Quanto ao levarem-na para uma casa estranha, que nunca vira, isso, de momento, embaraçava-a pouco. Mas era claro para Veltchanínov que havia outra coisa que a atormentava: tinha vergonha dele, tinha vergonha por o pai a ter deixado ir com ele com tanta facilidade, como se a tivesse atirado para os seus braços.

"Está doente — pensava Veltchanínov —, talvez seriamente. Foi mortificada... Oh, que animal bêbado e infame aquele! Agora conheço-o bem." Apressava o cocheiro, pois depositava grandes esperanças na casa de campo, no ar puro, no jardim, nas crianças, na vida nova, desconhecida para ela, e depois... Ora, do que viesse depois não duvidava minimamente, as esperanças eram plenas e claras. Só uma coisa sabia: nunca na vida experimentara estas sensações e guardaria isso para o resto da vida! "Aqui está o objetivo, a vida!"—pensava, entusiasmado.
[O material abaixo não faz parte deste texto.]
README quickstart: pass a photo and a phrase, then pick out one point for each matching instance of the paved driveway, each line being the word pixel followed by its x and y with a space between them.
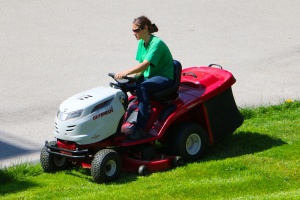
pixel 50 50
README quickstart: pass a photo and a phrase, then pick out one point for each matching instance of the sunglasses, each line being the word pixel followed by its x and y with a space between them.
pixel 137 30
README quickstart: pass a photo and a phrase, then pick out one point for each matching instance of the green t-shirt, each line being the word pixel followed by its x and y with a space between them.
pixel 159 55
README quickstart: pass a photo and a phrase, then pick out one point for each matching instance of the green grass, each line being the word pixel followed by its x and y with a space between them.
pixel 259 161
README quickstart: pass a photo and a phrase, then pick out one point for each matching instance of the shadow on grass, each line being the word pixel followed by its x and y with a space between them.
pixel 125 177
pixel 10 185
pixel 241 143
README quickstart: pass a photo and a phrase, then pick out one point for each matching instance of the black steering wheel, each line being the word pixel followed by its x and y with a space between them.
pixel 124 80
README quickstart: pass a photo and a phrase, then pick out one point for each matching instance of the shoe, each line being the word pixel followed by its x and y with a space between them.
pixel 136 133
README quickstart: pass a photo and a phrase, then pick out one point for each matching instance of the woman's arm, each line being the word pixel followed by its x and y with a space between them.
pixel 136 69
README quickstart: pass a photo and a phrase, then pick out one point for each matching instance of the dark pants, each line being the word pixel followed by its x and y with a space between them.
pixel 144 89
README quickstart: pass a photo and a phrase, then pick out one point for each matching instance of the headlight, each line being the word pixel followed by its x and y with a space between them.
pixel 68 116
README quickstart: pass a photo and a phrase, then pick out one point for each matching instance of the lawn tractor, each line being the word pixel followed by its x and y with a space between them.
pixel 92 127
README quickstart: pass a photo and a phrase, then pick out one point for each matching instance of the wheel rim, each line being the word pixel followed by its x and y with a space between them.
pixel 193 144
pixel 59 160
pixel 110 168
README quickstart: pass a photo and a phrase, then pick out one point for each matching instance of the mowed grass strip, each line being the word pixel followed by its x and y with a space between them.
pixel 259 161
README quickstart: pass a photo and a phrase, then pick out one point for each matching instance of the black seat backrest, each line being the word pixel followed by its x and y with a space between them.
pixel 163 94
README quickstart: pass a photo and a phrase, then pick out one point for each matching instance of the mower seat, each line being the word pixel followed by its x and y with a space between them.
pixel 170 91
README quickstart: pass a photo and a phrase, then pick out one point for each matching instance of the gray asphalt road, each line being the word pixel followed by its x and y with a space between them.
pixel 50 50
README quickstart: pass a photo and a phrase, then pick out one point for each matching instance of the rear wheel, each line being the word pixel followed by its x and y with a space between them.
pixel 190 141
pixel 106 166
pixel 52 162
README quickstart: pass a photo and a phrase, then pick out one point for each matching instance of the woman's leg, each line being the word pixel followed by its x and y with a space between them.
pixel 143 92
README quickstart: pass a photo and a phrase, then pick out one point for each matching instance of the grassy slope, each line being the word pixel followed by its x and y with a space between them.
pixel 260 161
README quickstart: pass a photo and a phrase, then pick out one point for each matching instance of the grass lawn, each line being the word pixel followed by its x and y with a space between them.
pixel 261 160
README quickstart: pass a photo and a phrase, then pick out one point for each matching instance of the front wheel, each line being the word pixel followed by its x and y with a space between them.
pixel 190 141
pixel 106 166
pixel 52 162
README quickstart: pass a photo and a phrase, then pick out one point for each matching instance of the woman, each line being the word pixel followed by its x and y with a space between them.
pixel 156 66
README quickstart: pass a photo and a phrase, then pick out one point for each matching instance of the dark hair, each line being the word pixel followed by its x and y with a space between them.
pixel 143 21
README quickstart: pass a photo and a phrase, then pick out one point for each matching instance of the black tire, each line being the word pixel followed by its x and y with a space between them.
pixel 178 161
pixel 106 166
pixel 51 162
pixel 190 141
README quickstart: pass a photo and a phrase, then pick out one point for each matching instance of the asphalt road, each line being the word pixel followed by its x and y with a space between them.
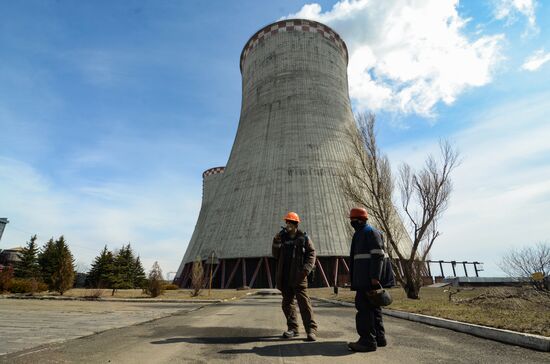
pixel 248 331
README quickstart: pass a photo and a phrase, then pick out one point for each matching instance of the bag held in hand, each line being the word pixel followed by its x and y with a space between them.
pixel 379 297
Cintilavam-lhe na cabeça ideias e mais ideias, mas não se detinha nelas, evitava os pormenores: sem pormenores, tudo se tornava claro, inquebrantável. Já se lhe formara na cabeça, espontaneamente, o plano principal: "Podemos influenciar esse canalha, conjugando forças, para que deixe Lisa em Petersburgo, em casa dos Pogoréltsev, pelo menos temporariamente, a princípio, e para que parta sozinho; então, Lisa ficará comigo, só isso, mais nada. E... e, claro, é isso que o próprio Trussótski quer; de outro modo, por que a teria torturado?" Enfim, chegaram. A casa de campo dos Pogoréltsev era realmente um lugarzinho encantador. Quem primeiro saiu ao seu encontro foi uma chusma barulhenta de crianças que se amontoou no patamar da soleira da casa. Veltchanínov desde havia muito que não vinha aqui, a alegria das crianças era tempestuosa: gostavam dele.